SUNDERLAND’S CIVIC CENTRE is hosting an exhibition reminding the world of the fatal consequences of prejudice and discrimination.

The Deputy Leader of Sunderland City Council, Councillor Harry Trueman will open the ‘Anne Frank: A History for Today’ exhibition today (Monday 17 July) at 12.30pm in the civic centre reception.

The exhibition will be on view to visitors and staff until 31 August (Admission free 9am – 4.30pm each weekday).

Hosted by Sunderland City Council, the exhibition is being staged by the local branch of Unison and Learning Styles Project in partnership with Sunderland Council’s Employee Equality Network and the Anne Frank Trust UK.

Cllr Trueman said: “I am very proud that Sunderland and the civic centre in particular, is hosting this exhibition.

“This is a city committed to tackling discrimination and prejudice in any form, and the Anne Frank exhibition is a stark reminder to us all of what can happen when these things go un-checked and un-challenged.

“Promoting community cohesion is vitally important for us all, and this exhibition is another way to raise public awareness of how we must learn from the past to prepare for our future.”

An additional display, added by the Council’s Employee Equality Network, will highlight local stories, demonstrating that discrimination and intolerance are still relevant in modern times.

This joint work is to raise awareness, reduce intolerance and increase acceptance.

Howard Fawcett from council’s Learning Styles staff personal and professional development project added: “We hope as many people as possible will come along and gain an insight into some incredible local people and into the life of an amazing girl.”

Anne, the second daughter of Jewish businessman Otto Frank and his wife Edith, was born in Frankfurt in 1929, but fled Germany for Amsterdam with her family in 1933.

In May 1940, after Germany invaded the Netherlands, the mandatory registration and segregation of the Jewish population soon followed – trapping the Franks in the city.

One year later, after Anne’s sister Margot was called up for a Nazi work camp – meaning almost certain death – Otto arranged for his family to go into hiding.

Anne was to spend the next three years trying to evade Nazi capture.
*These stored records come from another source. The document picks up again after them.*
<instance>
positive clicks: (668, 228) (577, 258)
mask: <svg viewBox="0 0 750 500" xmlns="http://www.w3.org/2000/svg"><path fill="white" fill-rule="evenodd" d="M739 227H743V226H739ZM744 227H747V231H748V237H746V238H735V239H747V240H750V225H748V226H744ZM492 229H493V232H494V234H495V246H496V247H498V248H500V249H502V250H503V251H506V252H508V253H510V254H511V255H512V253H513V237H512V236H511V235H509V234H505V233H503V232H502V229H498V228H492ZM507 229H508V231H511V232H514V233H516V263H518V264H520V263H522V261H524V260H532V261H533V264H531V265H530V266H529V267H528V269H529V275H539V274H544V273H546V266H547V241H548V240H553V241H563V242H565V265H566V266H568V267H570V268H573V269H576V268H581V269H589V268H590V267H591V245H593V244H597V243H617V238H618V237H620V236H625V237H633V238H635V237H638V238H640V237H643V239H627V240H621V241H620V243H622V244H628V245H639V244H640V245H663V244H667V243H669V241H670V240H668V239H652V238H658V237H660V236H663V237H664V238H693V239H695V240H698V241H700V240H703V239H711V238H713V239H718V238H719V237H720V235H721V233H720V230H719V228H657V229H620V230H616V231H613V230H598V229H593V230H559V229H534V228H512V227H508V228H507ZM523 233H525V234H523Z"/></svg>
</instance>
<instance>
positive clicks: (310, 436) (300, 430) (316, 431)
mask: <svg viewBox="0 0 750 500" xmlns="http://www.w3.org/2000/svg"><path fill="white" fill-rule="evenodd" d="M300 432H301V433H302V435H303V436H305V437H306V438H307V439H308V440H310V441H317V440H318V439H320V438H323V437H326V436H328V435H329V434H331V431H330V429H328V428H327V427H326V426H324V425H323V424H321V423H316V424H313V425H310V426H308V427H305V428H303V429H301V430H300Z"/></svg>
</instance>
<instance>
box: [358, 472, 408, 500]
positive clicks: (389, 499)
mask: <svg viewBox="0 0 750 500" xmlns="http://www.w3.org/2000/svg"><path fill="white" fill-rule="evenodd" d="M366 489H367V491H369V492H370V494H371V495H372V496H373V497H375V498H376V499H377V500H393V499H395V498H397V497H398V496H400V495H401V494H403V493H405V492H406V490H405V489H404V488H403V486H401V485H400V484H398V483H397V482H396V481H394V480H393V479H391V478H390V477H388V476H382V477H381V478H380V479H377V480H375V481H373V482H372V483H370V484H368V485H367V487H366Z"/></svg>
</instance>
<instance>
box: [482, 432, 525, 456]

On August 4, 1944, however – following a tip-off from an informer – the family was discovered.

Within a month, Anne was sent to Auschwitz – where she was forced to strip naked to be disinfected, before her head was shaved and her arm tattooed with an ID number.

Weeks of slave labour followed, during which time Anne fell ill with scabies, before she was transferred to Bergen-Belsen. In March 1945, aged 15, she died of typhus.

The teenager’s memory lives on, however, through the diary she wrote while in hiding – which was published after the war by her father, who survived Auschwitz.

The exhibition includes; the Anne Frank Trust UK, History for Today exhibition; the local Journey to Justice exhibition which aims to empower people to take action for social justice; information on the Council’s Employee Equality Network; the Learning Styles Project display which will include the Sunderland Tolerance Tree which people can contribute comments to; and a view from Anne Frank’s window and a model replica of Anne Frank’s house.